Por: Gabriel Contreras Velázquez

A los miembros de La Jornada Zacatecas.

Muy agradecido por este año de colaboración y trabajo fructí­fero.

Representantes de la Secretarí­a de la Defensa Nacional, las Fuerzas Armadas (o Marina), la Secretarí­a de Seguridad Pública en sus distintos niveles, el Centro de Investigación y Seguridad Nacional (CISEN), la Policí­a Federal y la Procuradurí­a General de la República se presentaron ante el gobernador Rubén Moreira Valdéz y su gabinete de seguridad estatal, un par de dí­as atrás, so pretexto de la muerte de José Eduardo Moreira Rodrí­guez, hijo del ex gobernador y ex presidente del PRI: Humberto Moreira Valdéz y sobrino del actual mandatario coahuilense.

Por si no bastara el despliegue de seguridad de dimensiones intimidantes para recibir a la clase polí­tica quien visitó a la familia Moreira durante las exequias al joven José Eduardo, la Secretarí­a de Seguridad Pública envió 600 elementos adicionales para reforzar el cordón de seguridad de la población coahuilense, una de las más afectadas por la lucha territorial entre las bandas delictivas conocidas como chapos y zetas.

Llama la atención, al tiempo de que sirve como elemento explicativo, la diligencia con que las autoridades habrí­an de abordar la ejecución (concepto con que se definió la muerte del joven por los medios el mismo dí­a de su muerte) de un ciudadano coahuilense, destacado por pertenecer a la familia de quien hace unos meses atrás fuera una amenaza para dicho estado por la deuda pública en que se encuentra actualmente.

El presidente Calderón, quien fuera uno de los orquestadores de la campaña de desprestigio a la figura de Humberto Moreira el año pasado, habrí­a de condenar el hecho desde Nayarit al decir que: “No hay palabras suficientes para calificar la bajeza de la cobardí­a ocurrida el dí­a de ayer (miércoles 3 de agosto) en Coahuila.

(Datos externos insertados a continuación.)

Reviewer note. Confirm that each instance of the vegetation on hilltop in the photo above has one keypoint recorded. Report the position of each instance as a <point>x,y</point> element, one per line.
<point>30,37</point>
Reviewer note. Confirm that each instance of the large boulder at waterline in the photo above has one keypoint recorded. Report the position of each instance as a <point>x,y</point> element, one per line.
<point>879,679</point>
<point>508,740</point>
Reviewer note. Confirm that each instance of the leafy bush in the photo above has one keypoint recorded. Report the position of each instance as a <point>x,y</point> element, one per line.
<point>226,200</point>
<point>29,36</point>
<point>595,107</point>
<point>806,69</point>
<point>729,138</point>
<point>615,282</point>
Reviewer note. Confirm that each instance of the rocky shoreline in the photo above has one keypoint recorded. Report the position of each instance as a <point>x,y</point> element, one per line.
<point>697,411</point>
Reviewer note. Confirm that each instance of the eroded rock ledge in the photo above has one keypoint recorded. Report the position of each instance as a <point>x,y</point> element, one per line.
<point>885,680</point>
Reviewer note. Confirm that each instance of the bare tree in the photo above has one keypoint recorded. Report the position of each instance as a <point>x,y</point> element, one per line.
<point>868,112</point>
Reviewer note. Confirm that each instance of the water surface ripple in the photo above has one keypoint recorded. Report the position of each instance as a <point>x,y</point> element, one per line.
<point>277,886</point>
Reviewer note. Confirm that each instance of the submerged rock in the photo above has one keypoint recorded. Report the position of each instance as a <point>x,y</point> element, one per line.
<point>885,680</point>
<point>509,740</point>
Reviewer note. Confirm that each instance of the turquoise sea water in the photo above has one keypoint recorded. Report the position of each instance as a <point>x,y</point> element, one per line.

Comprendo y respeto el profundo dolor que ello causa a sus familiares y amigos.”

Además del discurso, en estos momentos de crisis en materia de seguridad –desatada por una ejecución especí­fica de entre las 60 mil que ha habido en un perí­odo de cuatro años- en la última recta del sexenio de Calderón, el mismo presidente instruirí­a a la procuradora Marisela Morales (con ese carácter presidencialista de mandatar sobre el poder judicial) para comenzar una investigación “eficaz, objetiva, confiable” para dar luz sobre el homicidio de José Eduardo.

Me parece que, al igual que todas las registradas a partir de los hechos violentos desatados por el robustecimiento de la delincuencia organizada en el paí­s, la muerte del joven José Eduardo es muy lamentable por el simple hecho de ser un ciudadano afectado por la falta de seguridad que el Estado ha protagonizado.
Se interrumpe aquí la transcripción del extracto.